Die Herren Wirtschaftsführer

Stets hat die Menschheit ihre Helden gehabt: Priester oder Ritter, Gelehrte oder Staatsmänner. Bis zum 14. Juli 1931 waren es für Deutschland die Wirtschaftsführer, also Kaufleute.

Die Kaufleute sind Exponenten des Erwerbsinnes; sie haben immer ihre Rolle gespielt, doch wohl noch nie so eine große wie heute. Weil das, was sie in Händen halten, das wichtigste geworden ist, werden sie in einer Weise überschätzt, die lächerlich wäre, wenn sie nicht so tragische Folgen hätte. Die deutsche Welt erschauert, sie braucht Götzen, und was für welche hat sie sich da ausgesucht –!

Man sollte meinen, daß der gesunde Menschenverstand wenigstens eines sehen könnte: den Mißerfolg. Aber damit ist es nichts. Niemand von denen, die diese Wirtschaftsführer bewundern, behielte auch nur einen Tag lang einen Chauffeur, der ihm die Karre mit Frau und Kind umgeworfen hätte, auch dann nicht, wenn dem Chauffeur die Schuld nicht nachzuweisen wäre. Er kündigt, denn solchen Chauffeur will er nicht. Aber solche Wirtschaftsführer, die will er.

Der unbeirrbare Stumpfsinn, mit dem diese Kapitalisten ihre törichte Geldpolitik fortsetzen, immer weiter, immer weiter, bis zur Ausblutung ihrer Werke und ihrer Kunden, ist bewundernswert. Alles, was sie seit etwa zwanzig Jahren treiben, ist von zwei fixen und absurden Ideen beherrscht: Druck auf die Arbeiter und Export.

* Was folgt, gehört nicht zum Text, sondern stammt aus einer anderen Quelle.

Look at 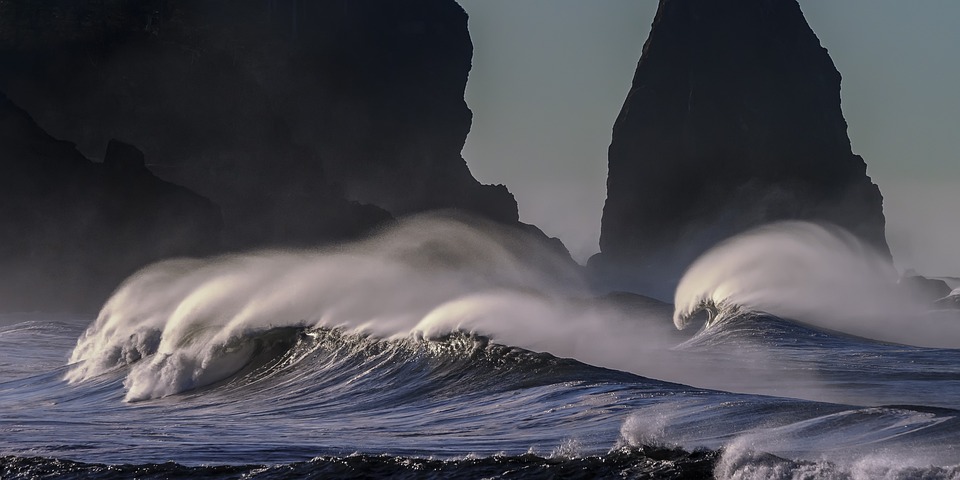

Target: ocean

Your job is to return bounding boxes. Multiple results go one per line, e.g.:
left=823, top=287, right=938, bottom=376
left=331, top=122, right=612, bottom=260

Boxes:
left=3, top=216, right=960, bottom=479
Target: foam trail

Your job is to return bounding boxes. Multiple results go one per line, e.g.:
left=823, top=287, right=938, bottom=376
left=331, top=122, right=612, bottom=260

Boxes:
left=67, top=214, right=689, bottom=401
left=673, top=221, right=960, bottom=347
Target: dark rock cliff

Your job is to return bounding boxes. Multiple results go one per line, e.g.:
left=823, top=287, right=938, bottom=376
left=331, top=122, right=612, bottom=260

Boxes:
left=591, top=0, right=889, bottom=296
left=0, top=0, right=549, bottom=310
left=0, top=92, right=220, bottom=311
left=0, top=0, right=517, bottom=251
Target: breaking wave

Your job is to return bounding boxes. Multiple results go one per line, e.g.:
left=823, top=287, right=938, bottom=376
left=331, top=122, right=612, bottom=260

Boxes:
left=66, top=214, right=682, bottom=401
left=4, top=217, right=960, bottom=478
left=671, top=221, right=960, bottom=348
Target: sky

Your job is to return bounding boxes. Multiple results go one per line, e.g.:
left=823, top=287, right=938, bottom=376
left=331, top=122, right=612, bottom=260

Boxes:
left=456, top=1, right=960, bottom=276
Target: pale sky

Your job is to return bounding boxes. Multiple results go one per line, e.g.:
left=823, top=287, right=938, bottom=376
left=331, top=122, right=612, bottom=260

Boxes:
left=457, top=1, right=960, bottom=276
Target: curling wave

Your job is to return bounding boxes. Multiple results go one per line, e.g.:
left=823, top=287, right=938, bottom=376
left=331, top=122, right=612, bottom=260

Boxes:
left=671, top=221, right=960, bottom=348
left=66, top=215, right=683, bottom=401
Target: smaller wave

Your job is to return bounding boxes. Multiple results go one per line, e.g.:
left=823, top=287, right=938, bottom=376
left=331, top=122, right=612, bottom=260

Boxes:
left=673, top=221, right=897, bottom=331
left=672, top=221, right=960, bottom=348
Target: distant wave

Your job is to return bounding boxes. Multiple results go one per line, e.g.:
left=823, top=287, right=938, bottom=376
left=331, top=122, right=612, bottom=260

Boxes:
left=672, top=221, right=896, bottom=330
left=671, top=221, right=960, bottom=348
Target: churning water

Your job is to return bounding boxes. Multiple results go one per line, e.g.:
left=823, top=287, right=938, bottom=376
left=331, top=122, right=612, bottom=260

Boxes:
left=4, top=216, right=960, bottom=479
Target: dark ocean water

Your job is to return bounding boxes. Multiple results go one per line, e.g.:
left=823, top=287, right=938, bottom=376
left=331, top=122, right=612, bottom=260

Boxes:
left=4, top=309, right=960, bottom=479
left=3, top=219, right=960, bottom=479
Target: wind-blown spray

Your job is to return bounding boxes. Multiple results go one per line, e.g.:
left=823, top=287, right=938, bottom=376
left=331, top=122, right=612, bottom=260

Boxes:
left=673, top=221, right=960, bottom=347
left=67, top=214, right=683, bottom=401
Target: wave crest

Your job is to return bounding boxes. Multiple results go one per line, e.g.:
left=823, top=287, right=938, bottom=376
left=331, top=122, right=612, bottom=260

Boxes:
left=66, top=214, right=587, bottom=401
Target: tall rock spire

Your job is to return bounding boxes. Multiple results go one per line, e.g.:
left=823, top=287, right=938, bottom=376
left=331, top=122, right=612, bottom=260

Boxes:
left=591, top=0, right=889, bottom=296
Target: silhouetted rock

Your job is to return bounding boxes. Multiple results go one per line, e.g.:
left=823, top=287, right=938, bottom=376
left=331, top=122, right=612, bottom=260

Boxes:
left=0, top=92, right=220, bottom=312
left=899, top=270, right=953, bottom=306
left=0, top=0, right=518, bottom=251
left=590, top=0, right=890, bottom=297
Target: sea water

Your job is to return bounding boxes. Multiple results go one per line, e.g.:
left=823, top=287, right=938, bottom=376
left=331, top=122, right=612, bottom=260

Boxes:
left=3, top=216, right=960, bottom=479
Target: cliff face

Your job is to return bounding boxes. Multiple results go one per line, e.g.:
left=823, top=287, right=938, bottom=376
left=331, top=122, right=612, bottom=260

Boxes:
left=279, top=1, right=519, bottom=223
left=0, top=92, right=220, bottom=311
left=0, top=0, right=536, bottom=310
left=0, top=0, right=517, bottom=251
left=592, top=0, right=889, bottom=295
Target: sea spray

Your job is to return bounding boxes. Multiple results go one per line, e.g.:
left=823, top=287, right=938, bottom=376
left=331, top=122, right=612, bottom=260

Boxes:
left=67, top=214, right=687, bottom=401
left=672, top=221, right=960, bottom=347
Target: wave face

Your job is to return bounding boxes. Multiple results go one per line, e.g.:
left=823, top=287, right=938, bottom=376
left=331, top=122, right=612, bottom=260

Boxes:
left=4, top=217, right=960, bottom=477
left=66, top=215, right=590, bottom=400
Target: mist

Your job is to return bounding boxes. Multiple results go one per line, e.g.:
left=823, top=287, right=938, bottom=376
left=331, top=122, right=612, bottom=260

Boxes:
left=458, top=0, right=654, bottom=262
left=883, top=180, right=960, bottom=277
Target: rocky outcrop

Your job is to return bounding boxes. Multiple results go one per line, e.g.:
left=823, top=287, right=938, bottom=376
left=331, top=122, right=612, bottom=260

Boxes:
left=591, top=0, right=889, bottom=296
left=0, top=0, right=518, bottom=251
left=0, top=92, right=220, bottom=311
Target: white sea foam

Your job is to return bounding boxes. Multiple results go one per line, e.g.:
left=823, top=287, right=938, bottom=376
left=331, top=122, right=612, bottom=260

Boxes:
left=619, top=401, right=960, bottom=479
left=715, top=436, right=960, bottom=480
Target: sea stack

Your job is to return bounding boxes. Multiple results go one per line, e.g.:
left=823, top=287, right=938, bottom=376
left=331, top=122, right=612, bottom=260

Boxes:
left=591, top=0, right=889, bottom=296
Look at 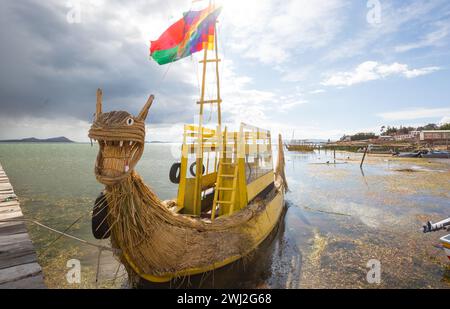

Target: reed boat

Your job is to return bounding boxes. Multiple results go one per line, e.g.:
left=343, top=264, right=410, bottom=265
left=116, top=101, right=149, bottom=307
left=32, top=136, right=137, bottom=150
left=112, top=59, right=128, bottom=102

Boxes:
left=285, top=131, right=315, bottom=152
left=88, top=3, right=287, bottom=286
left=285, top=142, right=315, bottom=152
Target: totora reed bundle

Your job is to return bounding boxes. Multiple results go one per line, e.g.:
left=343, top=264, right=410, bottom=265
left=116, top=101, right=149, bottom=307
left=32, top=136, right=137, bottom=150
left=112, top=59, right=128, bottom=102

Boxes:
left=88, top=90, right=286, bottom=283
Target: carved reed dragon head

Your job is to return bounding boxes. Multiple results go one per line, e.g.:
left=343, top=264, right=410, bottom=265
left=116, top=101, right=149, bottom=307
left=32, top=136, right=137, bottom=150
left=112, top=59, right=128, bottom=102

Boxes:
left=88, top=89, right=154, bottom=186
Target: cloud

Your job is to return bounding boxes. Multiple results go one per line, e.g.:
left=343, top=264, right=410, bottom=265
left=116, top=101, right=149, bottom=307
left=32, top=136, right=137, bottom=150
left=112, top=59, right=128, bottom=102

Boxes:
left=440, top=116, right=450, bottom=124
left=324, top=1, right=449, bottom=61
left=309, top=89, right=325, bottom=94
left=395, top=21, right=450, bottom=53
left=278, top=96, right=308, bottom=111
left=1, top=0, right=449, bottom=142
left=321, top=61, right=440, bottom=87
left=221, top=0, right=347, bottom=64
left=377, top=107, right=450, bottom=121
left=0, top=0, right=197, bottom=124
left=218, top=59, right=276, bottom=125
left=0, top=0, right=304, bottom=141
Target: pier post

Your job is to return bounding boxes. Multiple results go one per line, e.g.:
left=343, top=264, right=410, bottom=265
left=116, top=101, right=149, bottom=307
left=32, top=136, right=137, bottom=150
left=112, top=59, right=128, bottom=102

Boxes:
left=360, top=146, right=368, bottom=169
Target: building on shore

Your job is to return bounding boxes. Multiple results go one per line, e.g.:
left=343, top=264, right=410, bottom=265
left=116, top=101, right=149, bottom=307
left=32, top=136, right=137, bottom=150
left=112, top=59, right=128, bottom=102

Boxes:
left=379, top=135, right=393, bottom=141
left=392, top=131, right=420, bottom=141
left=419, top=130, right=450, bottom=142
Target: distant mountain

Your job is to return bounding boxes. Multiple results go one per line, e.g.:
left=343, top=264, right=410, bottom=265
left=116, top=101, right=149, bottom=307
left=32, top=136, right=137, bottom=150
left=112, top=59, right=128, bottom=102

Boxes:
left=0, top=136, right=75, bottom=143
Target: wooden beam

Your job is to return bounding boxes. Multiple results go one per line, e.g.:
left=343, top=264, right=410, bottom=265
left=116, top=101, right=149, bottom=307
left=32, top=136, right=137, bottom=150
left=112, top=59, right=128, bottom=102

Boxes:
left=196, top=99, right=223, bottom=104
left=199, top=59, right=221, bottom=63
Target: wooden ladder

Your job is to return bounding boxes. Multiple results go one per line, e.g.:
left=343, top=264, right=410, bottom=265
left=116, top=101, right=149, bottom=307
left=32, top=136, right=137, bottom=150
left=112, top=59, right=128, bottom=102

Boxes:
left=211, top=160, right=239, bottom=221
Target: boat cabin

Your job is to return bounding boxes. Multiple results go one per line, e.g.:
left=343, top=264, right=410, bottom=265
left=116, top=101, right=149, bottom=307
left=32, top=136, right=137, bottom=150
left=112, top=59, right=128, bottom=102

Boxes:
left=176, top=123, right=273, bottom=221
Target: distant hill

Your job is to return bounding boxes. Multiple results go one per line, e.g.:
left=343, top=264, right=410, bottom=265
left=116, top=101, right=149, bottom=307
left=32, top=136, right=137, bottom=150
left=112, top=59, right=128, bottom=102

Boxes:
left=0, top=136, right=75, bottom=143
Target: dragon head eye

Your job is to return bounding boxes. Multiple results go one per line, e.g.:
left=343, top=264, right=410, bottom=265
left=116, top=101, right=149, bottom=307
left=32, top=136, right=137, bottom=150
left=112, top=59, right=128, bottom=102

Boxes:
left=126, top=118, right=134, bottom=126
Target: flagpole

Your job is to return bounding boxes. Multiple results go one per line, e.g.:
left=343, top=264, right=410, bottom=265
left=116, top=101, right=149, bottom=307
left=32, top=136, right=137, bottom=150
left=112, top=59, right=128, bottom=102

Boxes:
left=193, top=0, right=221, bottom=214
left=215, top=23, right=221, bottom=127
left=193, top=26, right=210, bottom=215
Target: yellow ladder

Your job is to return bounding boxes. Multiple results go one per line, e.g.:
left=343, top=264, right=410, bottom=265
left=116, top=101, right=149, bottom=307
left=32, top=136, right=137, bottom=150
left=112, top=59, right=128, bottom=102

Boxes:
left=211, top=160, right=239, bottom=221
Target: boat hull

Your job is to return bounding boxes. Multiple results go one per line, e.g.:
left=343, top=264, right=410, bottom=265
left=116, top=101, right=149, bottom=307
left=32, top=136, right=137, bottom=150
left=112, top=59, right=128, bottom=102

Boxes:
left=394, top=152, right=420, bottom=158
left=136, top=204, right=288, bottom=288
left=124, top=188, right=285, bottom=284
left=420, top=151, right=450, bottom=159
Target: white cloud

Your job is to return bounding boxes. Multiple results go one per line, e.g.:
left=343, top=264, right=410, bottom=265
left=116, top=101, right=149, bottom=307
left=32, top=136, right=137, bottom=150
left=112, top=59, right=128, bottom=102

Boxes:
left=278, top=95, right=308, bottom=111
left=402, top=66, right=441, bottom=78
left=309, top=89, right=325, bottom=94
left=395, top=21, right=450, bottom=53
left=377, top=107, right=450, bottom=121
left=440, top=116, right=450, bottom=125
left=322, top=61, right=440, bottom=87
left=220, top=0, right=347, bottom=64
left=214, top=58, right=277, bottom=125
left=281, top=70, right=308, bottom=83
left=324, top=1, right=447, bottom=61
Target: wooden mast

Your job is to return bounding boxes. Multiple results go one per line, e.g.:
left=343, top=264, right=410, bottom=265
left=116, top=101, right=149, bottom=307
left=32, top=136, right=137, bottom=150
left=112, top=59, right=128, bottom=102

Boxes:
left=214, top=23, right=222, bottom=127
left=193, top=2, right=222, bottom=214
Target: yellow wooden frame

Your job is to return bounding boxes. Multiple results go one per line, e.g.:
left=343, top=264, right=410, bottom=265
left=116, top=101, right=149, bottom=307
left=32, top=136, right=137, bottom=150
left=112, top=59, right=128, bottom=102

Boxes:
left=247, top=171, right=274, bottom=202
left=177, top=122, right=274, bottom=217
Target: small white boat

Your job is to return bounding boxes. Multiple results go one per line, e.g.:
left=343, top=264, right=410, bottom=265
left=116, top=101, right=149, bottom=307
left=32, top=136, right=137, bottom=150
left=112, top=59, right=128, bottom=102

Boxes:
left=423, top=217, right=450, bottom=261
left=441, top=234, right=450, bottom=260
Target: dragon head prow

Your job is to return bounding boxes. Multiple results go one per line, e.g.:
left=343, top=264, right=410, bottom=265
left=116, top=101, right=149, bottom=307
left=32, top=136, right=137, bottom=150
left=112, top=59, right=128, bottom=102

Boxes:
left=88, top=88, right=154, bottom=186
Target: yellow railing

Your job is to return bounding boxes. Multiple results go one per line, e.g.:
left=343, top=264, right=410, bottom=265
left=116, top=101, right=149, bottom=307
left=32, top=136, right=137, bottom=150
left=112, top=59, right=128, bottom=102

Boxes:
left=177, top=123, right=274, bottom=218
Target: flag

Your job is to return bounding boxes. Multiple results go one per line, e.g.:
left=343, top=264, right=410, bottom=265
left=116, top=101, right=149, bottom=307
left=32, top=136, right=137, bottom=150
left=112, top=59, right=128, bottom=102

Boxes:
left=150, top=5, right=222, bottom=65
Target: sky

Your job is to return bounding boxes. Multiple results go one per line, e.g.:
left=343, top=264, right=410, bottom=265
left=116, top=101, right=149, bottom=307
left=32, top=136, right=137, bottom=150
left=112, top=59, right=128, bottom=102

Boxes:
left=0, top=0, right=449, bottom=142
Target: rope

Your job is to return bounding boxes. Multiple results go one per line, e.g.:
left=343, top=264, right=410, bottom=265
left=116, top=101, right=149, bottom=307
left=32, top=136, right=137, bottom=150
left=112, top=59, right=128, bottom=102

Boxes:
left=193, top=55, right=201, bottom=97
left=0, top=218, right=117, bottom=253
left=0, top=216, right=119, bottom=282
left=0, top=216, right=122, bottom=286
left=38, top=211, right=90, bottom=258
left=156, top=60, right=173, bottom=89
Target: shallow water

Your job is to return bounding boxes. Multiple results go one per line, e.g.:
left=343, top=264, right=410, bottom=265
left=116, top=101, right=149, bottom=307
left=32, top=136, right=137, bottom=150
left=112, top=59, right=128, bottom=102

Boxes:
left=0, top=144, right=448, bottom=288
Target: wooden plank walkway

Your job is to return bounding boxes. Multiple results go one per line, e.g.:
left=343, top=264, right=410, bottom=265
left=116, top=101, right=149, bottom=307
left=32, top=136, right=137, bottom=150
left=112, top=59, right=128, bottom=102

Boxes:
left=0, top=163, right=46, bottom=288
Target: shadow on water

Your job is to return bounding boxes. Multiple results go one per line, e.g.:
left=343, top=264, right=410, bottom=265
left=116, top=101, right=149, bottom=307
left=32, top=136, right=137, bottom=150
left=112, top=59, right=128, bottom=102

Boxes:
left=138, top=203, right=302, bottom=289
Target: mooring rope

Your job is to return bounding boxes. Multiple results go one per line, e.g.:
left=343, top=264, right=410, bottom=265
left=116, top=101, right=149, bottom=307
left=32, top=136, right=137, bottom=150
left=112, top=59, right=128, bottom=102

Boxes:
left=0, top=218, right=117, bottom=253
left=37, top=211, right=90, bottom=258
left=0, top=217, right=123, bottom=287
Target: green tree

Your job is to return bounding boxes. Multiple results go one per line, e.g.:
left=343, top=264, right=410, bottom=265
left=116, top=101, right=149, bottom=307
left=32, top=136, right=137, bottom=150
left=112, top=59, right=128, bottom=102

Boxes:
left=417, top=123, right=438, bottom=131
left=351, top=132, right=377, bottom=141
left=440, top=123, right=450, bottom=130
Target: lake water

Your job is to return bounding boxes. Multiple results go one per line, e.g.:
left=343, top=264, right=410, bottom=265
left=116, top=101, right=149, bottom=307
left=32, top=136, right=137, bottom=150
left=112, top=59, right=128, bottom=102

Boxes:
left=0, top=143, right=449, bottom=288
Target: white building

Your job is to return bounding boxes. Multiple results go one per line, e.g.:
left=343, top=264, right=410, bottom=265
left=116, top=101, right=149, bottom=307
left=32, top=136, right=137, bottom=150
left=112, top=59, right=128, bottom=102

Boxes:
left=419, top=130, right=450, bottom=141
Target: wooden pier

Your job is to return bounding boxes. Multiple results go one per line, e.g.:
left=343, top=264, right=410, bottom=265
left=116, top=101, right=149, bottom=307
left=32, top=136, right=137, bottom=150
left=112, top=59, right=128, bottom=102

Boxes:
left=0, top=163, right=46, bottom=288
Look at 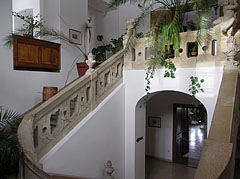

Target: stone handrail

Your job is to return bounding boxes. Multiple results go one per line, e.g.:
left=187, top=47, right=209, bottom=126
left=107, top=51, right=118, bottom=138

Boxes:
left=17, top=49, right=124, bottom=178
left=195, top=68, right=240, bottom=179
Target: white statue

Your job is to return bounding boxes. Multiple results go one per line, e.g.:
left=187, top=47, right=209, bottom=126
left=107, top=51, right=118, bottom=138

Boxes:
left=224, top=36, right=240, bottom=68
left=212, top=0, right=238, bottom=36
left=104, top=160, right=115, bottom=179
left=86, top=52, right=96, bottom=75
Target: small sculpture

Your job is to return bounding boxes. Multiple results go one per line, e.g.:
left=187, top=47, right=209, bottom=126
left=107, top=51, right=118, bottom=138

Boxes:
left=104, top=160, right=115, bottom=179
left=212, top=0, right=238, bottom=36
left=86, top=52, right=96, bottom=75
left=224, top=36, right=240, bottom=68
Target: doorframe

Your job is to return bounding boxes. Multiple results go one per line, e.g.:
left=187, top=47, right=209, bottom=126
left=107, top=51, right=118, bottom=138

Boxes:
left=172, top=104, right=205, bottom=162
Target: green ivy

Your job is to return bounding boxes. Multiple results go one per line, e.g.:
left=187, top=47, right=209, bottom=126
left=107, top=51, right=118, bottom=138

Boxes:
left=189, top=76, right=205, bottom=98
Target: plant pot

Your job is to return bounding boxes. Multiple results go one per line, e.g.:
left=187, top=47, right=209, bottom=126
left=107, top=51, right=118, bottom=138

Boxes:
left=191, top=51, right=197, bottom=56
left=43, top=86, right=58, bottom=101
left=76, top=62, right=101, bottom=78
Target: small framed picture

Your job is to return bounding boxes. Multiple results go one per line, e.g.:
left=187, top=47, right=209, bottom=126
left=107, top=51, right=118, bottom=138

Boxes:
left=69, top=29, right=82, bottom=45
left=148, top=116, right=161, bottom=128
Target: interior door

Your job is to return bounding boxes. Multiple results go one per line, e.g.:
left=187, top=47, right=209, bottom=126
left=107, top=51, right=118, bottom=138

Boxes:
left=176, top=107, right=189, bottom=162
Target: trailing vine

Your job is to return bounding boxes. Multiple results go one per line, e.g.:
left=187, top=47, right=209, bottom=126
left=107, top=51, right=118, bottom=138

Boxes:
left=188, top=75, right=205, bottom=106
left=107, top=0, right=214, bottom=104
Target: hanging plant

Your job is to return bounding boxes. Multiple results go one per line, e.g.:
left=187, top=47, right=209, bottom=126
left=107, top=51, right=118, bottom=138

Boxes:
left=107, top=0, right=213, bottom=100
left=188, top=76, right=205, bottom=99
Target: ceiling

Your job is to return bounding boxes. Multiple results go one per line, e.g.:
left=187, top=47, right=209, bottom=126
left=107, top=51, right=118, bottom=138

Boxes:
left=88, top=0, right=115, bottom=12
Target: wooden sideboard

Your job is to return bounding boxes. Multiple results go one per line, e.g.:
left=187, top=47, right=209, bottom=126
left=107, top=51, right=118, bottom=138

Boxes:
left=13, top=35, right=61, bottom=72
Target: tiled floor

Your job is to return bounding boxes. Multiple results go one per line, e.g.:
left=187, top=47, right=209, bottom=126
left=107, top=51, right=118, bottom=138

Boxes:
left=183, top=123, right=207, bottom=160
left=145, top=123, right=207, bottom=179
left=145, top=157, right=196, bottom=179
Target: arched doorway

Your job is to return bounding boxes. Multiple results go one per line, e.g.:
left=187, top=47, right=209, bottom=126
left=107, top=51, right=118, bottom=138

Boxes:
left=135, top=90, right=207, bottom=179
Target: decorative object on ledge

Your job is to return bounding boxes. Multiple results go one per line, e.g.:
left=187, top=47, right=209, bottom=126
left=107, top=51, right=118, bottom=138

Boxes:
left=13, top=35, right=61, bottom=72
left=76, top=62, right=101, bottom=78
left=85, top=52, right=96, bottom=75
left=69, top=29, right=82, bottom=45
left=187, top=42, right=198, bottom=58
left=42, top=86, right=58, bottom=101
left=104, top=160, right=115, bottom=179
left=148, top=116, right=161, bottom=128
left=224, top=36, right=240, bottom=68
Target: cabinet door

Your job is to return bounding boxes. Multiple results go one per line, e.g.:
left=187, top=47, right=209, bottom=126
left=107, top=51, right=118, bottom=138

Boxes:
left=15, top=43, right=40, bottom=67
left=41, top=47, right=60, bottom=70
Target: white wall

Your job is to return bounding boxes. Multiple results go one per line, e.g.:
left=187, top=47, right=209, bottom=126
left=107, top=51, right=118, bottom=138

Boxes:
left=40, top=84, right=125, bottom=179
left=146, top=91, right=202, bottom=161
left=13, top=0, right=40, bottom=15
left=124, top=66, right=223, bottom=179
left=0, top=0, right=91, bottom=113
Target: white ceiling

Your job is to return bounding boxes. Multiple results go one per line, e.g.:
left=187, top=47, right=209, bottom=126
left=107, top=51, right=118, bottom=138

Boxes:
left=88, top=0, right=113, bottom=12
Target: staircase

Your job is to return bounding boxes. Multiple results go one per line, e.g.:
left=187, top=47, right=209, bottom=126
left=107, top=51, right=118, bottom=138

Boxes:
left=18, top=50, right=124, bottom=179
left=17, top=18, right=240, bottom=179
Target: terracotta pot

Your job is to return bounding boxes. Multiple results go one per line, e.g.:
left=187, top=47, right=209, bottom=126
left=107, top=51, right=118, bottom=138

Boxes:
left=76, top=62, right=101, bottom=78
left=43, top=87, right=58, bottom=101
left=191, top=51, right=197, bottom=56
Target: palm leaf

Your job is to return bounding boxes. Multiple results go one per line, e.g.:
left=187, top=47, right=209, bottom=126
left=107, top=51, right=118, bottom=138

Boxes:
left=107, top=0, right=141, bottom=10
left=0, top=108, right=22, bottom=177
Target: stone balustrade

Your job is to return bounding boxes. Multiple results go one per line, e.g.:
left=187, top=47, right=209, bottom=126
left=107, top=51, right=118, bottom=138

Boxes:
left=124, top=24, right=231, bottom=70
left=17, top=49, right=124, bottom=178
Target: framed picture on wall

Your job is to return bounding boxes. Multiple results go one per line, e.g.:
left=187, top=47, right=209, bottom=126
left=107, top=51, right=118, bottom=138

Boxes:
left=69, top=29, right=82, bottom=45
left=148, top=116, right=161, bottom=128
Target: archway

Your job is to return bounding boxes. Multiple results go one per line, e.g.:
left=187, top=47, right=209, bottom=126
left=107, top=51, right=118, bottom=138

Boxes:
left=135, top=90, right=207, bottom=179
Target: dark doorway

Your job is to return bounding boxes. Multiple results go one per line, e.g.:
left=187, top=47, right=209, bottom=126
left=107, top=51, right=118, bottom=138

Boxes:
left=173, top=104, right=207, bottom=168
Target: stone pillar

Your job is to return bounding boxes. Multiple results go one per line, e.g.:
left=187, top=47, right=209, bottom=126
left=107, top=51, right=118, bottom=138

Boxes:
left=123, top=18, right=136, bottom=70
left=104, top=160, right=115, bottom=179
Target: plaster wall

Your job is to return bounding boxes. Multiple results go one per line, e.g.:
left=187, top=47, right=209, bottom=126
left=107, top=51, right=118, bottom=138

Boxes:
left=0, top=0, right=88, bottom=113
left=146, top=91, right=201, bottom=161
left=12, top=0, right=40, bottom=16
left=40, top=84, right=125, bottom=179
left=124, top=66, right=223, bottom=179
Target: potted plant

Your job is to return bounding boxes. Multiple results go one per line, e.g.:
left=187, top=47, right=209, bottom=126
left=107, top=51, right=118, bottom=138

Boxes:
left=92, top=35, right=112, bottom=63
left=77, top=34, right=124, bottom=78
left=4, top=12, right=44, bottom=48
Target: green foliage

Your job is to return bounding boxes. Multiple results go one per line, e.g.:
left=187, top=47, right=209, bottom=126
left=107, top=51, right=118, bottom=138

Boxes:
left=188, top=76, right=205, bottom=98
left=92, top=35, right=123, bottom=62
left=4, top=12, right=44, bottom=48
left=0, top=107, right=22, bottom=178
left=12, top=12, right=44, bottom=37
left=107, top=0, right=212, bottom=96
left=111, top=35, right=124, bottom=54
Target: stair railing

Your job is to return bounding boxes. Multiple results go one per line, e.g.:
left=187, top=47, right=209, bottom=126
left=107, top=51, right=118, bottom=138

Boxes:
left=17, top=49, right=124, bottom=178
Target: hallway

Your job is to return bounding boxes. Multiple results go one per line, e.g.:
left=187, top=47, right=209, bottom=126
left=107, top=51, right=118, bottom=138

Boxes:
left=145, top=157, right=196, bottom=179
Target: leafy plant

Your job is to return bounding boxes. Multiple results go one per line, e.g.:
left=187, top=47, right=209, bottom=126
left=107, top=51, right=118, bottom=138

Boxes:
left=4, top=12, right=44, bottom=48
left=188, top=76, right=204, bottom=98
left=0, top=107, right=22, bottom=178
left=111, top=35, right=124, bottom=54
left=107, top=0, right=213, bottom=96
left=92, top=35, right=112, bottom=62
left=92, top=35, right=124, bottom=62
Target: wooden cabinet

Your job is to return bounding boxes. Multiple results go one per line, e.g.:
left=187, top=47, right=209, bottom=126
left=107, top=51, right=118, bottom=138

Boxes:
left=13, top=35, right=61, bottom=72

Für diese Sorte sind Arbeiter und Angestellte, die sie heute mit einem euphemistischen und kostenlosen Schmeichelwort gern ›Mitarbeiter‹ [260] zu titulieren pflegen, die natürlichen Feinde. Auf sie mit Gebrüll! Drücken, drücken: die Löhne, die Sozialversicherung, das Selbstbewußtsein – drücken, drücken! Und dabei merken diese Dummköpfe nicht, was sie da zerstören. Sie zerstören sich den gesamten innern Absatzmarkt.

Sie scheinen ihn nicht zu wollen – dafür haben sie dann den Export. Was dieses Wort in den Köpfen der Kaufleute angerichtet hat, ist gar nicht zu sagen. Ihre fixe Idee hindert sie nicht, ihre Waren auch im Inland weiterhin anzupreisen; ihre Inserate wirken wie Hohn. Wer soll sich denn das noch kaufen, was sie da herstellen? Ihre Angestellten, denen sie zum Leben zu wenig und zum Sterben zu viel geben, wenn sie sie nicht überhaupt auf die Straße setzen? Die kommen als Abnehmer kaum noch in Frage. Aber jene protzen noch: daß sie deutsche Werke seien, und daß sie deutsche Kaufleute und deutsche Ingenieure beschäftigten – und wozu das? »Um den Weltmarkt zu erobern!«

So schlau wie die deutschen Kaufleute sind ihre Kollegen jenseits der Grenzen noch alle Tage. Es setzt also überall jener blödsinnige Kampf ein, der darin besteht, einen Gegner niederzuknüppeln, der bei vernünftigem Wirtschaftssystem ein Bundesgenosse sein könnte. Die Engländer preisen rein englische Waren an, die Amerikaner rein amerikanische, und das Wirtschaftsinteresse tritt als Patriotismus verkleidet auf. Eine schäbige Verkleidung, ein jämmerlicher Maskenball.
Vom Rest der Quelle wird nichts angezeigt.